Вольные стрелки прошли с музыкантами мимо виселицы, потом разошлись и каждый вернулся к своим занятиям.
Виселица была так поставлена, что не только была видна из долины, занятой немецкими войсками, но в хорошую трубу легко было прочесть надпись на груди казненного.
Велико было бешенство присутствовавших при этой казни, которой они не могли помешать. Скоро немецкие барабаны ответили на французские трубы и из деревни вышел длинный ряд солдат.
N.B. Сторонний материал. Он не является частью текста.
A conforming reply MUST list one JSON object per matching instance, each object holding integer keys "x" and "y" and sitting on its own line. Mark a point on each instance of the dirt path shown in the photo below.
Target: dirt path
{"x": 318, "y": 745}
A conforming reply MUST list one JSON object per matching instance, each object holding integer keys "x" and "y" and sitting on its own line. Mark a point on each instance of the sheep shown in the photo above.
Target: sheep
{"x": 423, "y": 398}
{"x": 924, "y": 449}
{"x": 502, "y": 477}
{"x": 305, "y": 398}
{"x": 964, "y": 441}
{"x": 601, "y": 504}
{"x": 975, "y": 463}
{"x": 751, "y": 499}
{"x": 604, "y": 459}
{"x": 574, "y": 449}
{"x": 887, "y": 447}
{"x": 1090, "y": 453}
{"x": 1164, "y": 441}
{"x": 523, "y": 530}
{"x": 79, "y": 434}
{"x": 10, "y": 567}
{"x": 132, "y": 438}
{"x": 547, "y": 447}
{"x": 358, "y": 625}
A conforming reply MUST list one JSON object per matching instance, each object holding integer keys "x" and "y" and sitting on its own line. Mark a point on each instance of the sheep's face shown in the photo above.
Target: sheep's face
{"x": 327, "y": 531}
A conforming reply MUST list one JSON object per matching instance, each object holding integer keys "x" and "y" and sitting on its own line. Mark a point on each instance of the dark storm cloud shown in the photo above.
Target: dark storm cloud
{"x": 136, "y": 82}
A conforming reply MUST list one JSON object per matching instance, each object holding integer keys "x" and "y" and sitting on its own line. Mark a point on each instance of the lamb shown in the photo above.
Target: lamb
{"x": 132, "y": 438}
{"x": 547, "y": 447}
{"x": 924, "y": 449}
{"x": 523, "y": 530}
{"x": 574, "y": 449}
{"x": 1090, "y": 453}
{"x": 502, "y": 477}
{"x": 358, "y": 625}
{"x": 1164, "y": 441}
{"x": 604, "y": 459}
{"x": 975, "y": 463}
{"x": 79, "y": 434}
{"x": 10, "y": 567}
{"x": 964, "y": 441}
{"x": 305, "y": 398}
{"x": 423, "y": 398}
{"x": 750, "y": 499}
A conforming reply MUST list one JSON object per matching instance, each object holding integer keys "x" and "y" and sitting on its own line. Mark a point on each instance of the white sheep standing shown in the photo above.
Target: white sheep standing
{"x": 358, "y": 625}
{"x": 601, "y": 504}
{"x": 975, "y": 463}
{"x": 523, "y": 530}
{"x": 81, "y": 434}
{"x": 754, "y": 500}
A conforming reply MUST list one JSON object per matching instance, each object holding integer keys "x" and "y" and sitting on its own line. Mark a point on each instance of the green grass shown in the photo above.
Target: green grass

Новый приступ был неизбежен. Но вольные стрелки приготовились к нему.
Почти немедленно склоны холма покрылись застрельщиками, которые старались подняться на гору и проложить дорогу своим товарищам.
Площадка казалась пуста. Ничья голова не высовывалась из-за баррикад. Одно французское знамя развевалось над главной квартирой.
Вдруг, по данному сигналу, когда уже немцы ценою крайних затруднений поднялись наполовину, послышался звук трубы и в ту же минуту громадные скалы, движимые невидимыми руками, заколебались на своем основании, отделились от площадки и рухнули на склоны холма; громадные сосны зашатались и устремились сверху вниз.
Страшный крик агонии и отчаяния поднялся из долины.
Немногие солдаты, не раздавленные этими страшными махинами, бежали с криками ужаса и испуга, преследуемые пулями неумолимых волонтеров.
Опять на этот раз пруссаки были отражены.
Ярость их разбилась бессильно у подножия этих грозных гранитных укреплений.
Вольные стрелки заиграли веселый марш и проводили криками: «Да здравствует Франция!» жалкий побег тевтонцев.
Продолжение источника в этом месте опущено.